= Rancho Bolsa de las Escorpinas =

Mexican land grant

Rancho Bolsa de las Escorpinas was a 6416 acre Mexican land grant in present-day Monterey County, California given in 1837 by Governor Juan B. Alvarado to Salvador Espinoza. The grant was northwest of present-day Salinas, bounded on the south by today's Espinosa Lake. Espinosa Road runs east–west through the former rancho lands.

==History==
The first European land exploration of Alta California, the Spanish Portolà expedition, camped in the vicinity of Espinosa Lake on October 7, 1769. The party had spent the previous six nights near Blanco and continued north the next day to the Pajaro River, staying to the inland side of Elkhorn Slough.

Salvador Maria Espinoza (1796-) married Maria Josefa Lugarda Castro (1796-1848) in 1814. Espinosa served in a number of public offices in Monterey including alcade and regidor. He was mayordomo (administrator) at Mission Soledad in 1836–1839. He received the two square league Rancho Bolsa de las Escorpinas in 1837. Salvador's brother, José Trinidad Espinoza, was grantee of neighboring Rancho Los Gatos or Santa Rita. Salvador's son, Jose Carlos Cayetano Espinosa, was the grantee of Rancho Posa de los Ositos.

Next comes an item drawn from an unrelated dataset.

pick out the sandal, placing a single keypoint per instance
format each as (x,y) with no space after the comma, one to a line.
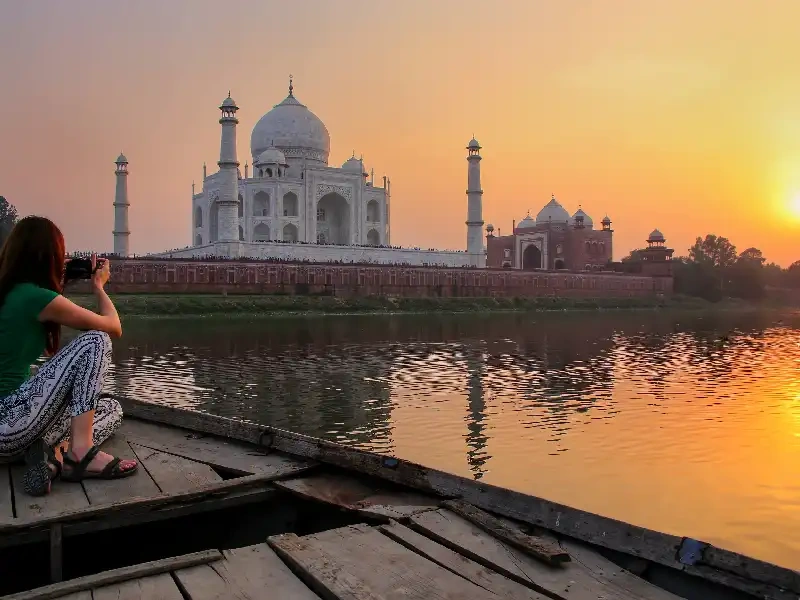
(39,457)
(77,469)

With the cession of California to the United States following the Mexican-American War, the 1848 Treaty of Guadalupe Hidalgo provided that the land grants would be honored. As required by the Land Act of 1851, a claim for Rancho Bolsa de las Escorpinas was filed with the Public Land Commission in 1852, and the grant was patented to Salvador Espinoza in 1876.